Now, it would be presumptuous to suggest that one moment from this team’s leader is going to propel the Falcons to the postseason success that has been missing from the team and the quarterback’s respective resumes. But Sunday’s game has to count for something.
The Falcons saved their best performance of the season for when it mattered most — in December, against the defending Super Bowl champion and a week after they went splat in Charlotte. They body-slammed the New York Giants 34-0, moving a little closer to clinching home field through the NFL playoffs and, presumably, at least a smidgen closer to acceptance in the eyes of critics.
When a score is this lopsided, there are a lot of reasons for it. The defense had two early interceptions that were turned into 10 points and blanked an opponent for the first time since 2008. The offensive line dominated one of the NFL’s best front four. But at the center was Ryan, who outplayed Eli Manning. He completed 23 of 28 for 270 yards for three touchdowns and no interceptions. He completed a 12-yard laser to Tony Gonzalez in the end zone for one score, a 40-yard bomb to Julio Jones streaking down the left side for another.

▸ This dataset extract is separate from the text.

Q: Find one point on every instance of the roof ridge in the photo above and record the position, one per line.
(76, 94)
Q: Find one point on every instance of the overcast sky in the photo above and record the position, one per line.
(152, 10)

Contrast that with Manning, who was held to 13-of-25 passing with two interceptions and was shut out for the first time in his career. (The Giants’ hadn’t been blanked since 1996.)
What will this mean for how Manning and Ryan are viewed in a few weeks when the playoffs open? Probably little. It’s no secret quarterbacks are defined by postseason success. A Ryan fan is going to lose a debate to a Manning fan every day on who’s the better quarterback for one simple reason: the ring finger.
But consider this comparison: Ryan is now a remarkable 55-21 (.724) in his NFL career in regular season. Relatively speaking, Manning is good but unremarkable at 77-56 (.579). Ryan has a better quarterback rating and a superior touchdown-to-interception ratio (Ryan: 122-60; Manning: 205-144). But in the playoffs Ryan is 0-3 and Manning is 8-3, including two Super Bowl titles, two Super Bowl MVP awards and last year’s 24-2 victory over Ryan and the Falcons in the Meadowlands.
No regular season game can make up for a playoff loss. But Ryan admitted that January game drove him “a little bit” this week. It also, at least in part, motivated him to issue the extra-30-minutes mandate to teammates.
“Roddy was listening?” Ryan said, laughing, when told about White’s comments.
Had Ryan ever made such a request before?
“I think that’s the first time. I’m learning. I’m getting old.”
Later, he added: “It was important for us as a team and in the locker room how we rebounded from last week. As coach [Mike] Smith preaches all the time, it’s how you respond to these situations [that defines you].”
The entire team did that. Center Todd McClure, a 13-year veteran, felt an edge all week, and called this “one of the best wins I’ve ever been a part of.
“There was a little bit of pressure — I’m not going to lie to you. But sometimes that causes you to play your best football. It means a lot for this team and it meant a lot for us on the line. And you see what happens when we can give Matt some time.”
Ryan was locked in. He looked it and felt it.
White again: “You can tell when he’s on. because he starts calling plays really fast, trying to get to the line of scrimmage because he’s in a groove and he wants to put pressure on the defense.”
This is what Ryan and the Falcons can look like when everything clicks. This is what they hope it looks like in a few weeks.